Here, a=x, b=-8 and c=-8.
\[\Rightarrow 64{{x}^{2}}-16x+1=64{{x}^{2}}+\left( -8 \right)x+\left( -8 \right)x+1\]
\[\Rightarrow 64{{x}^{2}}-16x+1=64{{x}^{2}}-8x-8x+1\]
We can express the polynomial as
\[64{{x}^{2}}-16x+1={{8}^{2}}{{x}^{2}}-8x-8x+1\]
We find that 8x are common in the first two terms of the simplified polynomial and -1 are common in the last two terms of the simplified polynomial.
Let us take 8x and -1 common out of the bracket respectively.
\[\Rightarrow 64{{x}^{2}}-16x+1=8x\left( 8x-1 \right)-1\left( 8x-1 \right)\]
We find that 8x-1 is common in both the terms of the equation.

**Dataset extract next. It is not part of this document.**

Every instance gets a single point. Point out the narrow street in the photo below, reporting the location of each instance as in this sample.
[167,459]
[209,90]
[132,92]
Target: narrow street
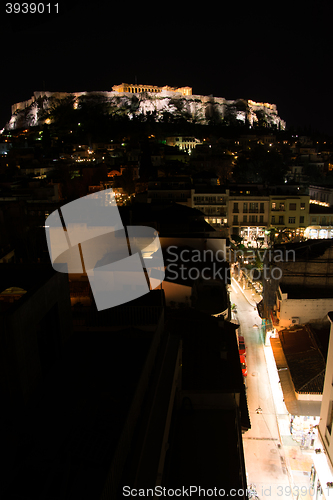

On taking (8x-1) common, we get
\[64{{x}^{2}}-16x+1=\left( 8x-1 \right)\left( 8x-1 \right)\]
Here, we find that the polynomial is converted as a product of two identical linear polynomials which are the factors of the given polynomial.
Therefore, the factors of \[64{{x}^{2}}-16x+1\] are 8x-1 and 8x-1.

Note: We can also find the factors in other methods.
We can express the polynomial as \[{{8}^{2}}{{x}^{2}}-2\times 8x+1\].
\[\Rightarrow 64{{x}^{2}}-16x+1={{8}^{2}}{{x}^{2}}-2\times 8x+1\]
On further simplification, we get
\[64{{x}^{2}}-16x+1={{\left( 8x \right)}^{2}}-2\times 8x\times 1+{{\left( -1 \right)}^{2}}\]
This is of the form \[{{a}^{2}}-2ab+{{b}^{2}}\] where a=8x, b=1.
We know that \[{{a}^{2}}-2ab+{{b}^{2}}={{\left( a-b \right)}^{2}}\].
Therefore, we get
\[64{{x}^{2}}-16x+1={{\left( 8x-1 \right)}^{2}}\]
Hence, the factors are 8x-1 and 8x-1.